Although it would be far cheaper, Ellsworth says farming out the manufacturing of bike frames to places such as China or Mexico would dilute the quality and attention to detail that make his bikes stand out from the crowd.
It would also continue a sad trend of outsourcing more of the nation’s manufacturing base to foreign nations where labor is far less expensive.
Longtime cycling enthusiast Tony Ellsworth turned his bicycle frame- making hobby into the Ellsworth Handcrafted Bicycles business that amassed $3.5 million in sales last year.

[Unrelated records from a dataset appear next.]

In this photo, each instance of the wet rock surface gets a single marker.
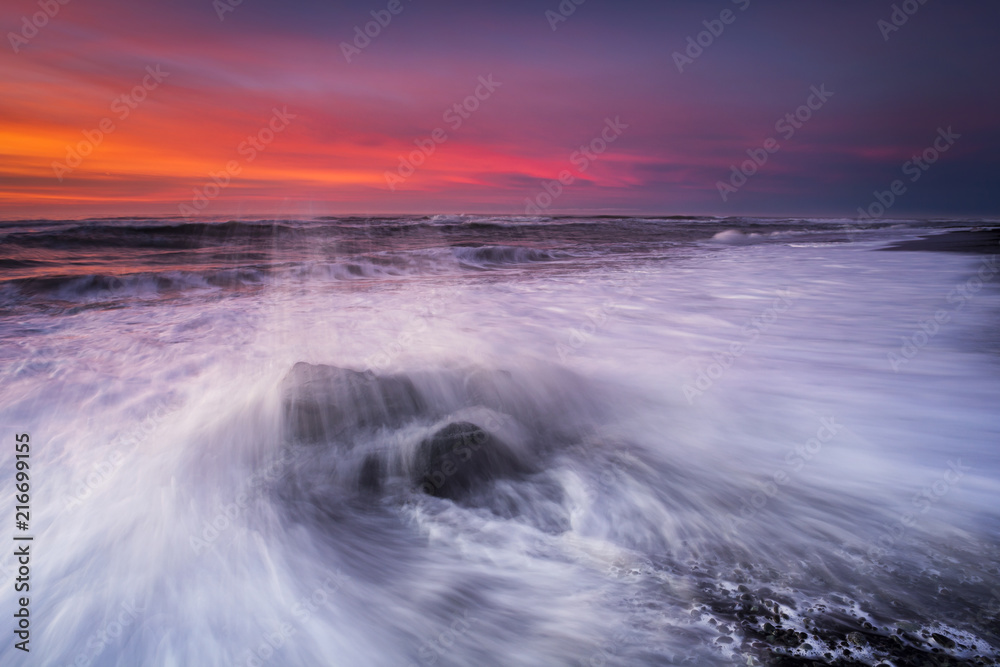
(323, 402)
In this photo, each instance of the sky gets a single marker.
(263, 108)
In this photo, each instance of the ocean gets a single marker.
(487, 440)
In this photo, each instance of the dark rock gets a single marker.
(322, 402)
(370, 479)
(462, 457)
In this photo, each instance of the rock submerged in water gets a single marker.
(462, 457)
(323, 402)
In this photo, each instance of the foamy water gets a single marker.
(715, 426)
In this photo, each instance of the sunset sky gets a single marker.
(223, 70)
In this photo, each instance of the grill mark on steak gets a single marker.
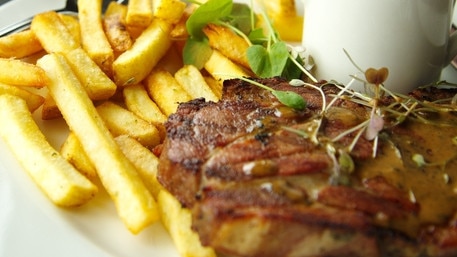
(256, 189)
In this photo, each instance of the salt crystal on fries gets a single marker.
(133, 201)
(93, 37)
(19, 45)
(135, 64)
(33, 100)
(60, 181)
(121, 121)
(20, 73)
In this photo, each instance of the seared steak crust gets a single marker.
(257, 187)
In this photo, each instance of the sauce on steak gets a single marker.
(259, 184)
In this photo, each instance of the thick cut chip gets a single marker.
(52, 33)
(74, 153)
(33, 100)
(20, 73)
(62, 183)
(121, 121)
(135, 64)
(137, 100)
(19, 45)
(139, 13)
(169, 10)
(135, 204)
(93, 37)
(96, 83)
(190, 78)
(165, 90)
(115, 28)
(178, 222)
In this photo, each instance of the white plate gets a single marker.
(32, 226)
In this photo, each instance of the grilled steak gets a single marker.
(263, 179)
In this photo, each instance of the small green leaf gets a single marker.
(290, 99)
(266, 63)
(208, 12)
(196, 52)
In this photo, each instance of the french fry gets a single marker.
(172, 61)
(135, 205)
(50, 110)
(143, 159)
(284, 16)
(72, 24)
(52, 33)
(135, 64)
(121, 121)
(51, 172)
(33, 100)
(20, 73)
(139, 13)
(74, 153)
(190, 78)
(96, 83)
(19, 45)
(138, 101)
(115, 28)
(178, 221)
(222, 68)
(169, 10)
(165, 91)
(215, 86)
(93, 37)
(228, 43)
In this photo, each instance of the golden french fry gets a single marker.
(165, 91)
(135, 64)
(133, 201)
(20, 73)
(51, 172)
(19, 45)
(190, 78)
(138, 101)
(169, 10)
(72, 24)
(228, 43)
(215, 86)
(49, 109)
(172, 61)
(143, 159)
(96, 83)
(222, 68)
(33, 100)
(115, 29)
(139, 13)
(178, 222)
(52, 33)
(74, 153)
(93, 37)
(121, 121)
(284, 16)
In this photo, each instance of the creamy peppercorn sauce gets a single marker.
(434, 184)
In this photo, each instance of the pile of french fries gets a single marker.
(114, 77)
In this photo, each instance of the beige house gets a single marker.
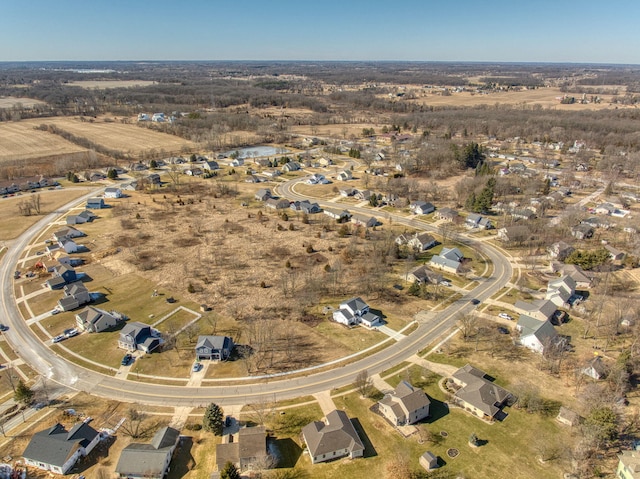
(405, 405)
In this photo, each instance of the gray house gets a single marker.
(405, 405)
(96, 320)
(95, 203)
(75, 295)
(139, 336)
(332, 439)
(149, 461)
(57, 450)
(214, 347)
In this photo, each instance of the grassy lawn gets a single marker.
(8, 352)
(353, 339)
(176, 321)
(85, 364)
(167, 364)
(13, 225)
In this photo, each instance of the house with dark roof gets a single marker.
(246, 449)
(478, 394)
(95, 203)
(62, 274)
(422, 242)
(75, 295)
(57, 450)
(475, 221)
(332, 439)
(404, 405)
(560, 250)
(355, 311)
(423, 275)
(447, 214)
(536, 334)
(540, 309)
(422, 207)
(449, 259)
(139, 336)
(514, 234)
(214, 348)
(85, 216)
(149, 461)
(95, 320)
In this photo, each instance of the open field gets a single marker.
(21, 141)
(104, 84)
(11, 101)
(122, 137)
(12, 224)
(545, 97)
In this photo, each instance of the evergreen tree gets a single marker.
(213, 419)
(229, 471)
(23, 393)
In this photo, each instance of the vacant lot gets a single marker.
(21, 141)
(12, 224)
(122, 137)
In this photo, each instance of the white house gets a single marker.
(113, 193)
(355, 311)
(536, 335)
(57, 450)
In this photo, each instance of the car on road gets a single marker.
(126, 359)
(70, 333)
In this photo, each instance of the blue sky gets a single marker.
(463, 30)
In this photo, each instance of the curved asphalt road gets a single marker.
(46, 362)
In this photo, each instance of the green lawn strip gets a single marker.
(99, 347)
(166, 364)
(394, 369)
(352, 339)
(176, 321)
(8, 351)
(80, 362)
(39, 332)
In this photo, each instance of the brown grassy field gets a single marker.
(117, 136)
(12, 224)
(104, 84)
(11, 101)
(21, 141)
(545, 97)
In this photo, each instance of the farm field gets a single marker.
(117, 136)
(21, 141)
(104, 84)
(11, 101)
(12, 224)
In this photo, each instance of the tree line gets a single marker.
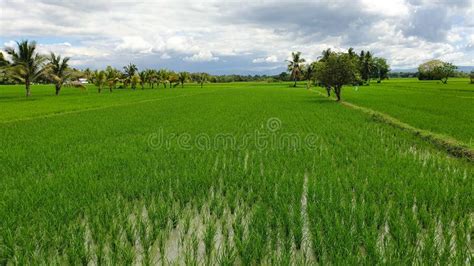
(333, 69)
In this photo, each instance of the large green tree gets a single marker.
(27, 65)
(112, 76)
(436, 70)
(129, 71)
(99, 79)
(295, 66)
(380, 69)
(58, 71)
(336, 70)
(183, 77)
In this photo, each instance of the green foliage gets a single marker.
(295, 66)
(27, 65)
(436, 70)
(99, 193)
(336, 70)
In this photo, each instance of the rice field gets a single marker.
(232, 174)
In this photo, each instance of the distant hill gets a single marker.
(466, 69)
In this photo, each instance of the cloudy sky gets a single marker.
(256, 36)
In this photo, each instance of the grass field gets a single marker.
(244, 173)
(441, 108)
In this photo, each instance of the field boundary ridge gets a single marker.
(444, 142)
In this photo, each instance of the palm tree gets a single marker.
(27, 64)
(143, 78)
(112, 77)
(99, 78)
(182, 77)
(295, 65)
(134, 81)
(163, 76)
(58, 71)
(129, 71)
(326, 53)
(152, 77)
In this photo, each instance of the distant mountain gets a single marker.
(466, 69)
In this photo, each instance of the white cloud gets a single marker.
(202, 56)
(134, 44)
(269, 59)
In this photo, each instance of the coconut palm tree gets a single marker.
(152, 77)
(58, 71)
(112, 77)
(99, 78)
(143, 78)
(163, 77)
(182, 77)
(134, 81)
(295, 65)
(129, 71)
(27, 65)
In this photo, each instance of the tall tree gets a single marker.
(337, 70)
(58, 71)
(295, 66)
(27, 65)
(112, 77)
(152, 77)
(134, 81)
(183, 77)
(99, 79)
(380, 69)
(129, 71)
(143, 78)
(444, 71)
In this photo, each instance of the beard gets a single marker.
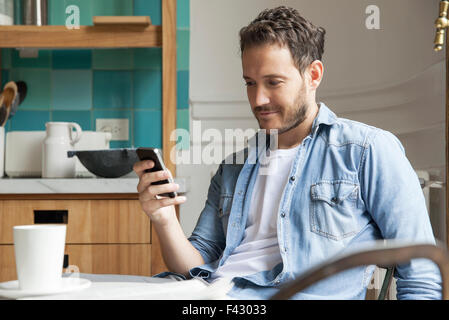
(294, 115)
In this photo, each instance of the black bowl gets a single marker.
(108, 163)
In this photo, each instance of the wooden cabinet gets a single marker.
(104, 236)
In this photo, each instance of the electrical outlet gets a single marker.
(119, 128)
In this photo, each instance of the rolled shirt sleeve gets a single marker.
(208, 236)
(392, 194)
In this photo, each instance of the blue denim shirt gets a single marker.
(349, 184)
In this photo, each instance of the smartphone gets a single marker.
(155, 155)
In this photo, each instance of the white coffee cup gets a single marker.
(39, 252)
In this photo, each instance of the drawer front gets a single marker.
(88, 221)
(129, 259)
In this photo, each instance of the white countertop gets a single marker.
(127, 184)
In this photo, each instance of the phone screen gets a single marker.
(156, 156)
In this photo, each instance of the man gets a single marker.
(339, 184)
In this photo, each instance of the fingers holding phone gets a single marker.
(157, 190)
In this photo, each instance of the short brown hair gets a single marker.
(285, 26)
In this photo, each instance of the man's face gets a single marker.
(276, 91)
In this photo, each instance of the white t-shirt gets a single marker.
(259, 249)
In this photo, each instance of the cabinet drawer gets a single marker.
(129, 259)
(88, 221)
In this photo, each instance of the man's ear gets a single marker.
(315, 74)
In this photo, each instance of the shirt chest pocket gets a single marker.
(332, 209)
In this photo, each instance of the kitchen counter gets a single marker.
(127, 184)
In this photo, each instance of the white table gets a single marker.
(113, 287)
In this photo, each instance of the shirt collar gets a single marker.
(325, 116)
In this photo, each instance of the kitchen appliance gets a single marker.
(58, 140)
(23, 152)
(6, 12)
(112, 163)
(34, 12)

He takes pride in the Ramona company’s U.S. manufacturing operations based out of Washington state.
While the arrangement has apparently resulted in lower prices for flat‐screen TVs, cell phones, and washers and dryers, Americans are ultimately paying a higher price over time, he says.
By surrendering more of the nation’s manufacturing to other countries, we’re supporting nations with few environmental regulations, poor records on human rights, and which treat their workers shabbily, Ellsworth said.
The extensive offshoring of manufacturing has robbed the nation of better paying jobs, and that has led to a diminishing value of the U.S. dollar and contributed to what seems to be an economic recession, he said.
Industrial Art
To say Ellsworth is passionate about making quality bikes is an understatement.
“We consider a bicycle frame a form of industrial art, as transportation and as performance art,” he said. “We take it very seriously.”
Ellsworth, a former financial planner, started making his frames as a hobby, to satisfy his own interest in improving his own bike riding. Soon he was making the frames for friends and other cyclists who recognized the quantum improvement in his bike design over what they were riding.